[maker-devel] MAKER/repeatmasker/TRF parsing of long file names
Carson Holt
carsonhh at gmail.com
Mon Jan 9 09:30:09 MST 2017
The name used by maker is based off of the input file name, so quick fix would just be to rename your input file to have a shorter name.
—Carson
> On Jan 9, 2017, at 12:02 AM, Liudmila Sergeevna Mainzer <lmainzer at life.illinois.edu> wrote:
>
> Hello, MAKER developers!
>
> I tried submitting this bug report through the web form on the RepeatMasker web page, but I am getting an "invalid submission" message, so I decided to post here.
>
> I found a weird bug that results in the notorious "index out of bounds" error reported by RepeatMasker. Significantly, this error only arises on very long file names generated by MAKER.
>
> I traced this through the code, and identified the error to originate in Tandem Repeat finder. TRF sometimes splits up its output into separate files. When that happens, the pieces with index >1 do not contain the sequence name. Compare the first few lines between these two files:
>
> head -n 20 output_folder/InputFileName_batch-1.masked.2.3.5.75.20.33.7.1.txt.html
> <HTML><HEAD><TITLE>InputFileName_batch-1.masked.2.3.5.75.20.33.7.txt.html</TITLE></HEAD><BODY
>
> bgcolor="#File 1 of 2 FBF8BC"><PRE>
> Tandem Repeats Finder Program written by:
> Gary Benson
> Program in Bioinformatics
> Boston University
> Version 4.09
> Sequence: InputSequencefrag-1 CHUNK number:191 <http://number:191>
> size:455659 <http://size:455659> offset:57300000
> <http://offset:57300000>
> Parameters: 2 3 5 75 20 33 7
>
> etcetera
> But also the second chunk:
>
> head -n 20 output_folder/InputFileName_batch-1.masked.2.3.5.75.20.33.7.2.txt.html
> <HTML><HEAD><TITLE>InputFileName_batch-1.masked.2.3.5.75.20.33.7.txt.html</TITLE></HEAD><BODY
>
> bgcolor="#File 2 of 2 Found at i:56286 original size:1 final size:1
> <A NAME="56278--56322,1,45.0,1,1136"></A><A
> HREF="http://tandem.bu.edu/trf/trf.definitions.html#alignment"

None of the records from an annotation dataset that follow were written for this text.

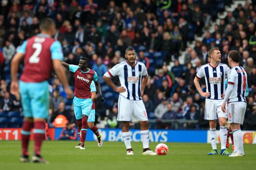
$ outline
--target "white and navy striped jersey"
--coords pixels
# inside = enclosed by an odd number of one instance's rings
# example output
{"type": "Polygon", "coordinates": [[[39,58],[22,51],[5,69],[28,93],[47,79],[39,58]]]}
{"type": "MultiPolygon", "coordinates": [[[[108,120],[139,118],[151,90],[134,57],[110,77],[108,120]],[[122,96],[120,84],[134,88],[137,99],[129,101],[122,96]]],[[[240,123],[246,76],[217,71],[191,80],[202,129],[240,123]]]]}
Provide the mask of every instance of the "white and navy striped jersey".
{"type": "Polygon", "coordinates": [[[136,64],[132,66],[126,61],[113,67],[104,74],[109,78],[118,76],[122,86],[126,89],[119,95],[128,99],[140,100],[142,81],[143,77],[147,76],[146,66],[143,63],[135,61],[136,64]]]}
{"type": "Polygon", "coordinates": [[[229,103],[244,101],[246,103],[245,94],[247,88],[247,74],[240,66],[232,68],[229,73],[228,84],[233,84],[229,103]]]}
{"type": "Polygon", "coordinates": [[[230,70],[227,65],[222,63],[215,67],[208,63],[199,69],[196,77],[199,79],[204,77],[206,91],[210,93],[211,96],[206,99],[222,100],[221,94],[226,93],[225,79],[230,70]]]}

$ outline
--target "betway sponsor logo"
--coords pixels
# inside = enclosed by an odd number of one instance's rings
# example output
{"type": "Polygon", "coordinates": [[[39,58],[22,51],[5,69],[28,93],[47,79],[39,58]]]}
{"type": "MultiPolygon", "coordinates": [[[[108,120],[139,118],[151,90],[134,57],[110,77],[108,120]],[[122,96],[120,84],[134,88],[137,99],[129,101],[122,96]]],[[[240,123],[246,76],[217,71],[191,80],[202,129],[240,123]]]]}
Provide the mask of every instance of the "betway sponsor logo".
{"type": "Polygon", "coordinates": [[[77,75],[77,78],[78,79],[80,79],[80,80],[85,81],[87,83],[88,83],[90,81],[89,80],[88,80],[88,79],[85,79],[85,78],[83,77],[80,77],[78,75],[77,75]]]}
{"type": "MultiPolygon", "coordinates": [[[[109,141],[123,141],[122,131],[104,131],[103,129],[99,129],[99,132],[102,136],[103,140],[109,141]]],[[[166,142],[168,138],[167,131],[149,131],[149,141],[155,142],[166,142]]],[[[132,142],[141,141],[140,132],[139,131],[133,132],[130,131],[130,139],[132,142]]],[[[95,140],[97,139],[95,135],[93,136],[95,140]]]]}

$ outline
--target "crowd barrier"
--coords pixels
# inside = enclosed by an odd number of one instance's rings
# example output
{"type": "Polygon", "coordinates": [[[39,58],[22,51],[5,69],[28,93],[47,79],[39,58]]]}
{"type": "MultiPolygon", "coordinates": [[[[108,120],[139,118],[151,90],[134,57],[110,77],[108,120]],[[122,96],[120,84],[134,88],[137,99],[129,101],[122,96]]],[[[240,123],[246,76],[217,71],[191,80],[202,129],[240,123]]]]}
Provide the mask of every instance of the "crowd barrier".
{"type": "MultiPolygon", "coordinates": [[[[56,140],[60,134],[62,128],[50,128],[48,131],[49,140],[56,140]]],[[[20,128],[0,128],[0,140],[20,140],[21,138],[20,128]]],[[[102,136],[104,141],[121,141],[123,140],[122,129],[99,129],[102,136]]],[[[140,131],[131,129],[131,140],[133,142],[140,141],[140,131]]],[[[210,143],[209,131],[203,130],[174,130],[152,129],[149,131],[149,141],[155,142],[193,142],[210,143]]],[[[242,131],[244,143],[256,143],[255,131],[242,131]]],[[[217,131],[217,142],[219,143],[219,131],[217,131]]],[[[33,133],[31,138],[33,139],[33,133]]],[[[77,138],[78,140],[78,138],[77,138]]],[[[96,136],[92,132],[88,130],[86,140],[96,140],[96,136]]]]}

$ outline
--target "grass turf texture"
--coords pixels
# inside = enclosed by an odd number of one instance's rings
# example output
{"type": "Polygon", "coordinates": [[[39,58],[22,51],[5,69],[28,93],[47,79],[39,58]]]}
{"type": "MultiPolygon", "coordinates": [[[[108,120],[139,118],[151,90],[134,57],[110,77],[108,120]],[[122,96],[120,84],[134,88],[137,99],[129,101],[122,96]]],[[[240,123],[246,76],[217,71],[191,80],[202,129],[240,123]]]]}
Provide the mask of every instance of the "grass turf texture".
{"type": "MultiPolygon", "coordinates": [[[[30,145],[32,155],[33,143],[30,145]]],[[[49,165],[20,163],[20,141],[0,141],[0,169],[2,170],[255,170],[256,145],[245,145],[246,156],[229,158],[219,154],[208,155],[211,144],[196,143],[165,143],[169,148],[166,155],[142,154],[142,143],[132,143],[134,155],[127,155],[123,142],[86,142],[85,150],[75,148],[78,142],[47,141],[42,155],[49,165]]],[[[154,151],[158,143],[150,143],[154,151]]],[[[230,152],[231,149],[228,150],[230,152]]]]}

> <http://tandem.bu.edu/trf/trf.definitions.html#alignment> target
> ="explanation">Alignment explanation</A><BR><BR>
> Indices: 56278--56322 Score: 55
> Period size: 1 Copynumber: 45.0 Consensus size: 1
>
> etcetera
>
>
> See how one file has the full header with the "Sequence:" statement and the other one does not? This "Sequence:" statement is used in the RepeatMasker code to name each piece of sequence that ends up being masked later. When this variable if empty (the name string is not defined), the setSubstr subroutine in the main RepeatMasker code breaks: length of an undefined string is of course zero, and that subroutine has a check for sequences whose length is shorter than the region that needs to be masked.
>
> So it quits with the statement "Error index out of bounds!", even though the sequence is finite length, does not have any weird characters, and is maskable.
>
> Once again, this only arises on very long file names, and those seem to be created by MAKER. Example:
> LocalTmp/JobName.maker.output/JobName_datastore/53/6E/10000001/theVoid.chr_number/57/chr_number.191.My_Species_Name_%2Erepeats%2Econsensi%2Efa%2Eclassified%2Ecleaned%2Empi%2E10%2E0.specific
>
> Notice how the last part of the file name has a bunch of identifiers separated by the %2E (generic URI-encoding)? I experimented with that file name. The path does not matter. The % signs do not matter. It is the length of the filename itself: if it is <108 characters, then RepeatMasker/TRF runs fine. If it is 108 or more, it breaks. Seems like maybe Perl is not handling that long a name very well...
>
> So the problem is three-fold: MAKER creates file names that are very-very long, while RepeatMasker breaks due to TRF failing to write the file headers properly for those very long file names.
>
> Would you provide any suggestions or patches for this problem? It is forcing us to run RepeatMasker separately, outside the main MAKER worlflow, which really complicates the data management and analysis as a whole.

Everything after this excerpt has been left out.